[RFC PATCH v1 0/6] sched: NUMA-aware concurrency IDs

From: Mathieu Desnoyers
Date: Fri Aug 23 2024 - 15:00:53 EST


The issue addressed by this series is the non-locality of NUMA accesses
to data structures indexed by concurrency IDs: for example, in a
scenario where a process has two threads, and they periodically run one
after the other on different NUMA nodes, each will be assigned mm_cid=0.
As a consequence, they will end up accessing the same pages, and thus at
least one of the threads will need to perform remote NUMA accesses,
which is inefficient.

Solve this by making the rseq concurrency ID (mm_cid) NUMA-aware.
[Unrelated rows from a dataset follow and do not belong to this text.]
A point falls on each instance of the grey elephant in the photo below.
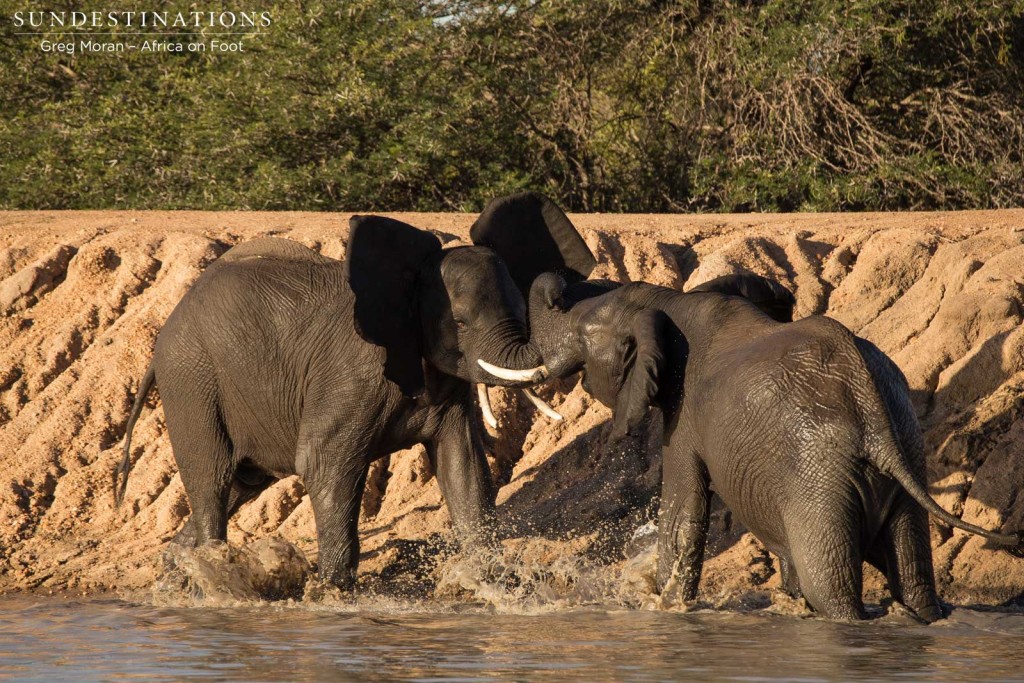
(282, 361)
(806, 431)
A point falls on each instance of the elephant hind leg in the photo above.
(827, 560)
(907, 551)
(203, 453)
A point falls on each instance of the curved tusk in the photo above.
(484, 399)
(542, 404)
(535, 375)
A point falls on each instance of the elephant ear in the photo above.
(644, 368)
(383, 261)
(532, 236)
(768, 295)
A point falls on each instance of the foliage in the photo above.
(643, 105)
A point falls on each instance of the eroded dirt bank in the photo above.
(83, 295)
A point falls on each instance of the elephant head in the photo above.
(459, 308)
(623, 349)
(631, 354)
(574, 323)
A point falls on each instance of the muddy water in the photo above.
(54, 640)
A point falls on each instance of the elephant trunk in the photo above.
(509, 358)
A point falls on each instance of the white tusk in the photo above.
(542, 404)
(534, 375)
(481, 394)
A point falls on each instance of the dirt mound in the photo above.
(83, 295)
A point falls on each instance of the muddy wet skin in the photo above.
(54, 640)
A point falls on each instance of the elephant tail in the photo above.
(890, 459)
(121, 473)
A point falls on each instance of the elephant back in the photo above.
(275, 248)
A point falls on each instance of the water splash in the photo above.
(220, 574)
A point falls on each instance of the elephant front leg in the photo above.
(464, 478)
(683, 523)
(336, 493)
(790, 581)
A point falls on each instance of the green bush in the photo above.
(645, 105)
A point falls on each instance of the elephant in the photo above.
(805, 430)
(280, 360)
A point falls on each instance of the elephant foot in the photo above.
(928, 613)
(318, 589)
(186, 536)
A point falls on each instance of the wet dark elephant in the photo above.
(806, 431)
(282, 361)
On
NUMA systems, when a NUMA-aware concurrency ID is observed by user-space
to be associated with a NUMA node, guarantee that it never changes NUMA
node unless either a kernel-level NUMA configuration change happens, or
scheduler migrations end up migrating tasks across NUMA nodes.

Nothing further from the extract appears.